Right hindlimbs were removed, weighed, and fixed for histological sectioning. The quadriceps femoris muscles were excised and fixed in 4% paraformaldehyde solution. Some muscle samples were routinely processed, paraffin-embedded, cut into 4-μm sections, and stained with Masson’s trichrome.

Immunohistochemical analysis

Remaining samples were used for immunohistochemical study. CD31, HIF-1α, VEGF-1 and eNOS immunoreactivities were identified using monoclonal anti-CD31 antibody at 1:100 (M0823) (Dako Biotechnology, Carpinteria, CA, USA), monoclonal anti-HIF-1α antibody at 1:100 (sc-53546) (Santa Cruz Biotechnology, Santa Cruz, CA, USA), monoclonal anti-VEGF-1 antibody at 1:100 (sc-53462) (Santa Cruz Biotechnology) and monoclonal anti-eNOS antibody at 1:100 (sc-654) (Santa Cruz Biotechnology). The reaction was visualized with ABC reagent (Santa Cruz Biotechnology). Briefly, the sections were incubated in 3% hydrogen peroxide to block endogenous peroxidase activity. The slides were treated with antigen retrieval solution (0.1% trypsin) at 37°C for 20 min. To prevent nonspecific antibody binding, sections were preincubated for 30 min in PBS containing 10% goat serum. The sections were incubated with the primary antibodies directed against CD31, HIF-1α, VEGF-1 or eNOS at appropriate dilutions 2 hr at 37°C and then rinsed for 15 min with PBS followed by incubation with secondary antibody (rabbit monoclonal to mouse IgG, ABC kit) for 1 hr at 37°C. Again the sections were rinsed with PBS and incubated with diaminobenzidine and counterstained with hematoxylin. Negative control slides were prepared by substituting PBS for CD31, HIF-1α, VEGF-1 and eNOS staining.

Western blot analysis

Whole muscle cell lysates were fractionated by SDS-PAGE and transferred onto membranes (Millipore Corp., Billerica, MA, USA). Monoclonal antibodies against HIF-1α (Santa Cruz Biotechnology), VEGF-1 (Santa Cruz Biotechnology) and eNOS (Santa Cruz Biotechnology) were diluted at 1:500 and β-actin (Fermentas Biotechnology, Burlington, Ont, Canada) was diluted at 1:2,000. Each antibody was used in conjunction with a horse radish peroxidase-conjugated secondary antibody (Santa Cruz Biotechnology).

Statistical analysis

The differences between the groups were examined using a standard one-way analysis of variance. If statistical significance differences were evident, the data were analyzed using the multiple comparison procedures of Duncan’s or Dunnett’s multiple range comparison. SPSS for Windows 12.0 K software package was used.

Results

Gross findings

Mice were noted to be limping and dragging the right hindlimb after surgery. To evaluate the ischemic injury and distribution of collateral vessels in the right hindlimb muscular tissue, right hindlimb without skin was observed by stereoscopic microscope at the end of the experiment. The ischemia control group exhibited marked ischemia-induced muscular atrophy compared to the normal control (Figs. 2A and 2B). However, there were no significant differences between the treatment groups with rTβ4 (IM and IP) and the ischemia control group in the ratio of right to left hindlimb (Fig. 3).

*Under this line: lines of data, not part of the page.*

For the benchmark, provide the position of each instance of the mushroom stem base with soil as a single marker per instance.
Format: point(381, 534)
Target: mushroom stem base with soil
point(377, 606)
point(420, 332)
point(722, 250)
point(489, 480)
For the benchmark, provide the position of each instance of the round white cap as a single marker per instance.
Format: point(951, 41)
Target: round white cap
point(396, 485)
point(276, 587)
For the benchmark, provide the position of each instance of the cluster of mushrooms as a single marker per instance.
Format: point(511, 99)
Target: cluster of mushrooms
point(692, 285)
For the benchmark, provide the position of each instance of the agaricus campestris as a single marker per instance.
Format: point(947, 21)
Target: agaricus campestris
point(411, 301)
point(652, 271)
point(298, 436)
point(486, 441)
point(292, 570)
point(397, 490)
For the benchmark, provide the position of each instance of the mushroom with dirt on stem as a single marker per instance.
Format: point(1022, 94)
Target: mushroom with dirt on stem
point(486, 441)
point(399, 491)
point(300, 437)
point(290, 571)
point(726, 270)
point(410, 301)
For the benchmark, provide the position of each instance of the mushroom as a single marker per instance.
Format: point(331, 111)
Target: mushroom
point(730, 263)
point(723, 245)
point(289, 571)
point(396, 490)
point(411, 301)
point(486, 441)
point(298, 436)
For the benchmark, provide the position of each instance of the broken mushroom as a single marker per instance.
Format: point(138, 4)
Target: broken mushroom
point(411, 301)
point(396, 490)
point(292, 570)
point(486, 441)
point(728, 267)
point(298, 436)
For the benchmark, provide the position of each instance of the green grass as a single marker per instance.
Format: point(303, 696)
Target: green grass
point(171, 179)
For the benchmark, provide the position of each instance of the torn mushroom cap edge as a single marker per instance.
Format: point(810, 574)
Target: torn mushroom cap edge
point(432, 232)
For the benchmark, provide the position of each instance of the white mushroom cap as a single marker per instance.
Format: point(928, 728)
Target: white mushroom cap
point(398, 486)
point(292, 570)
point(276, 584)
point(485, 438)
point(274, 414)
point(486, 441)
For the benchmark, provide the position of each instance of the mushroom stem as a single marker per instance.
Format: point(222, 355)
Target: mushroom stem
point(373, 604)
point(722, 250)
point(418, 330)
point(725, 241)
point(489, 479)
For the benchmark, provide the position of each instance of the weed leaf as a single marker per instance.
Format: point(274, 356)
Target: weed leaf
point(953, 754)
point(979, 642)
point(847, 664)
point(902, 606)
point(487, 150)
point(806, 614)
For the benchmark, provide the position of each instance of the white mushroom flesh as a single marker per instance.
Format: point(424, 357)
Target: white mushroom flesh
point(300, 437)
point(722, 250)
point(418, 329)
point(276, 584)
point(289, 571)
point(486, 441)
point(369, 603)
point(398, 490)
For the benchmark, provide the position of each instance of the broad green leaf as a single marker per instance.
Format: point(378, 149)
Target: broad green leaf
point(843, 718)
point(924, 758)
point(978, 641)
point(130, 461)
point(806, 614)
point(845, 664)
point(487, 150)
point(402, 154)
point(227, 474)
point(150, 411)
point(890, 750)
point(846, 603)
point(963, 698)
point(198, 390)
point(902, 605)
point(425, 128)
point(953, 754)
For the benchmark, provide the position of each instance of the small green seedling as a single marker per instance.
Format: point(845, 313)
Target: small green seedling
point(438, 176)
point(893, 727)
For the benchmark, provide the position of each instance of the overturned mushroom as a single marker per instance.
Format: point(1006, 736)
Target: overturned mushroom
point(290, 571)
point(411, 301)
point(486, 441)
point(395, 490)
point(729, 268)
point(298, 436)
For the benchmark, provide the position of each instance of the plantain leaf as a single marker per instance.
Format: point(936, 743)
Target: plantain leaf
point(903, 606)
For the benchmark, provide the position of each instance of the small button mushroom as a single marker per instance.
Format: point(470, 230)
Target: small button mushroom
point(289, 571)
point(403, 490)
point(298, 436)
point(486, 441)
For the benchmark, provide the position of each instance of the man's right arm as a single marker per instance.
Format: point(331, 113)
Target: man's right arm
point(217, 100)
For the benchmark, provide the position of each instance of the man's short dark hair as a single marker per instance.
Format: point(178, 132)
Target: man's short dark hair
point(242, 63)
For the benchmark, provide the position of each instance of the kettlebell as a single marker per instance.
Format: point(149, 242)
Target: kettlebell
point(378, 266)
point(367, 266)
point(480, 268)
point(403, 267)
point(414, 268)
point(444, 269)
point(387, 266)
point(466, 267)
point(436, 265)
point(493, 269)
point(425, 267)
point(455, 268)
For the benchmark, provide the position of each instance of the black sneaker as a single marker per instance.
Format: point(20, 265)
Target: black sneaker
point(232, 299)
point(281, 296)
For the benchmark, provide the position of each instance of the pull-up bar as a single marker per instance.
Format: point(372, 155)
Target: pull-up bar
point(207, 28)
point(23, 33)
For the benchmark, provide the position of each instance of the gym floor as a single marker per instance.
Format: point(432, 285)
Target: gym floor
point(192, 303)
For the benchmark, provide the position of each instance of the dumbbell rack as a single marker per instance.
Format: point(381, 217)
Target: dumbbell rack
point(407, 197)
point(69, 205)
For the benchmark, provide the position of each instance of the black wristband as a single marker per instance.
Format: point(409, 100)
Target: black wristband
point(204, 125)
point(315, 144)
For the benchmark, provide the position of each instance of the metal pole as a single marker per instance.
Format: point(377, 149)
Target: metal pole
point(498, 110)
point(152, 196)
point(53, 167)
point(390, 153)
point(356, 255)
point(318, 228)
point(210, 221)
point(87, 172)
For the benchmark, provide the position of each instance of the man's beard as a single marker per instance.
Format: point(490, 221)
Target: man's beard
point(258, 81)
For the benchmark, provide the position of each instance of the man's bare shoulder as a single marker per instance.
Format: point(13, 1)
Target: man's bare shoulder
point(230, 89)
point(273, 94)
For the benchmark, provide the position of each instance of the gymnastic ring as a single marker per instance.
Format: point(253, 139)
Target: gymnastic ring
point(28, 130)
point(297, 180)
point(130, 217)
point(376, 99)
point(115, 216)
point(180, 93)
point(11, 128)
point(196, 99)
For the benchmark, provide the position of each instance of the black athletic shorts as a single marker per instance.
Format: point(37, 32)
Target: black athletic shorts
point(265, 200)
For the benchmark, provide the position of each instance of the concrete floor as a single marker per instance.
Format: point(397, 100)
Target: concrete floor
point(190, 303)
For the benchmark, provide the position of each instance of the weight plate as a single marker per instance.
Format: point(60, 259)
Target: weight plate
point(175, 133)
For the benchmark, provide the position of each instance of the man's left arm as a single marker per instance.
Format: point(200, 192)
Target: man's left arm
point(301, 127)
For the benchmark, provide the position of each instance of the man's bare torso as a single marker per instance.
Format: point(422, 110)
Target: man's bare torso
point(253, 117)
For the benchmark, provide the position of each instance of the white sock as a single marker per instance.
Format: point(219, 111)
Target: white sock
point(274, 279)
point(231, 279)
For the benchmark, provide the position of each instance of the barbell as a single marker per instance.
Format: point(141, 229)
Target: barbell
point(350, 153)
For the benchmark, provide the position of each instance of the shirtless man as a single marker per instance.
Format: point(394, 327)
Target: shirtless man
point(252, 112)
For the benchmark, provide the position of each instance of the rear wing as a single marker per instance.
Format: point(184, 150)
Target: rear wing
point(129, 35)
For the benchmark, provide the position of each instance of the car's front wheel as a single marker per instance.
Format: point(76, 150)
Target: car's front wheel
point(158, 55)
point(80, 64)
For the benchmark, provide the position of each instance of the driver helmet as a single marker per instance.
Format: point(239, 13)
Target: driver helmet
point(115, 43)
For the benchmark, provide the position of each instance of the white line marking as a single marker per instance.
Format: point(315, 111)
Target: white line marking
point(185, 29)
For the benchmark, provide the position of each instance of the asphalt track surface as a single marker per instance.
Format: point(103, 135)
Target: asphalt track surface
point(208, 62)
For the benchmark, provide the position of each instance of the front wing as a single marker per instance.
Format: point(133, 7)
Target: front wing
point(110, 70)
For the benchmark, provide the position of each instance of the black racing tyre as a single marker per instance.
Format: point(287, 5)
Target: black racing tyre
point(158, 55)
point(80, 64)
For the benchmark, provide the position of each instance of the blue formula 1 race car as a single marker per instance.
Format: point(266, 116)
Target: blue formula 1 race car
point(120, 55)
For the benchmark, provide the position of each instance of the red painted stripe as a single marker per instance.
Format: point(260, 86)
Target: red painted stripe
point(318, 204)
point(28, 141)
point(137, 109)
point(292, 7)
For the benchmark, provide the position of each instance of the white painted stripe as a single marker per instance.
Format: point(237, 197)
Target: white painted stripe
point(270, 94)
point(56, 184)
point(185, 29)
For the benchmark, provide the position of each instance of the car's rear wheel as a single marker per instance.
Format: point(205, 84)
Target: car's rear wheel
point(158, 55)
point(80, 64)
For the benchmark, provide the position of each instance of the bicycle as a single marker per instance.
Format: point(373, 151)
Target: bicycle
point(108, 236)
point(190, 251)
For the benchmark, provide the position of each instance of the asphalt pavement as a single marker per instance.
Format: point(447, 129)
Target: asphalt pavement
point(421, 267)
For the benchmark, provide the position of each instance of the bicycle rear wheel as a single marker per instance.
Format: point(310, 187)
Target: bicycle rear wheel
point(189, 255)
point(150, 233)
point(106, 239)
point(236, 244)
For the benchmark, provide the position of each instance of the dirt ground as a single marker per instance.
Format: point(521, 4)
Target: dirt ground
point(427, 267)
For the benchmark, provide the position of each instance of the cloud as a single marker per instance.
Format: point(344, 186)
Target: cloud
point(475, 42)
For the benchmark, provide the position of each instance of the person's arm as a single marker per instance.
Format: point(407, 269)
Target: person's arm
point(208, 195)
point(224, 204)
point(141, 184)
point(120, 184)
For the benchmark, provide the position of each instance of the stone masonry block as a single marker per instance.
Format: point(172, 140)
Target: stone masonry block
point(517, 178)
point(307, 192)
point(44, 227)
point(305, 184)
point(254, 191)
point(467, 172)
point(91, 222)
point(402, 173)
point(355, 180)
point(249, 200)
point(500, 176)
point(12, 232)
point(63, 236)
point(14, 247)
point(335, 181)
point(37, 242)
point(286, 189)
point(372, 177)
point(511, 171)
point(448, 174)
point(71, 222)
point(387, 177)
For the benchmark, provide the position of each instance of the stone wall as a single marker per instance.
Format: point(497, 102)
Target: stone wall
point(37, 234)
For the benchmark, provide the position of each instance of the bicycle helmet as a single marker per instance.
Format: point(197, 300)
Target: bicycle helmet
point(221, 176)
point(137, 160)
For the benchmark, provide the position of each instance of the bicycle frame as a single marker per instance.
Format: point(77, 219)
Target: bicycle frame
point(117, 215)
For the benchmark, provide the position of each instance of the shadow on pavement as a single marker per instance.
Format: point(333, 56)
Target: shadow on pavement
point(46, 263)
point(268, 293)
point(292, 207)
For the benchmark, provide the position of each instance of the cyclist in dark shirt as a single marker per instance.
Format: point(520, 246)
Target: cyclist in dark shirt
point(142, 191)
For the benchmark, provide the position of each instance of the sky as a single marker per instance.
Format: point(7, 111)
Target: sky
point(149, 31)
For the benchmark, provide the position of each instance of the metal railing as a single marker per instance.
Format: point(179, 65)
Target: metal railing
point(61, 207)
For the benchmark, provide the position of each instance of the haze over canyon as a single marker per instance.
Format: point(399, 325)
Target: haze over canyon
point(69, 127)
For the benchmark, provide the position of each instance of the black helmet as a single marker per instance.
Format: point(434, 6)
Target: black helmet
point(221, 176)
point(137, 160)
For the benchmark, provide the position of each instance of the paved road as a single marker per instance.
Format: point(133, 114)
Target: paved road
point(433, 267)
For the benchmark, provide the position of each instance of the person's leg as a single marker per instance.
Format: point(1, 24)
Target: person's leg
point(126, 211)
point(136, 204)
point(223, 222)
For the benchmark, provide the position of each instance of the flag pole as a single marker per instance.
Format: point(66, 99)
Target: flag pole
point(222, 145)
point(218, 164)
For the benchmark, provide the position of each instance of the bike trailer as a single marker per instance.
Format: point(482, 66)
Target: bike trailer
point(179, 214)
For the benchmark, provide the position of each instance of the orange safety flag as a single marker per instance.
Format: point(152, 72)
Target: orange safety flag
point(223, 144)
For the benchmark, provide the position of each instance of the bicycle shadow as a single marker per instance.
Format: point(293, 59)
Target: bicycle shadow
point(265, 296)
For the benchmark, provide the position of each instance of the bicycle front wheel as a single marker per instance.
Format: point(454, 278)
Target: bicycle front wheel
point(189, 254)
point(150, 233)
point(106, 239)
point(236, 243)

Fig. 2. Gross findings of the hindlimbs. In comparison with normal features of muscular tissue in normal control group (A), the ischemia control (B) showed ischemia-induced muscular atrophy. Treatment groups with recombinant thymosin β4 (rTβ4) (C and D) induced more number of collateral vessels in comparison to the ischemia control group. A: Normal control, B: Ischemia control, C: Ischemia + rTβ4 (150 μg, IM), D: Ischemia + rTβ4 (150 μg, IP).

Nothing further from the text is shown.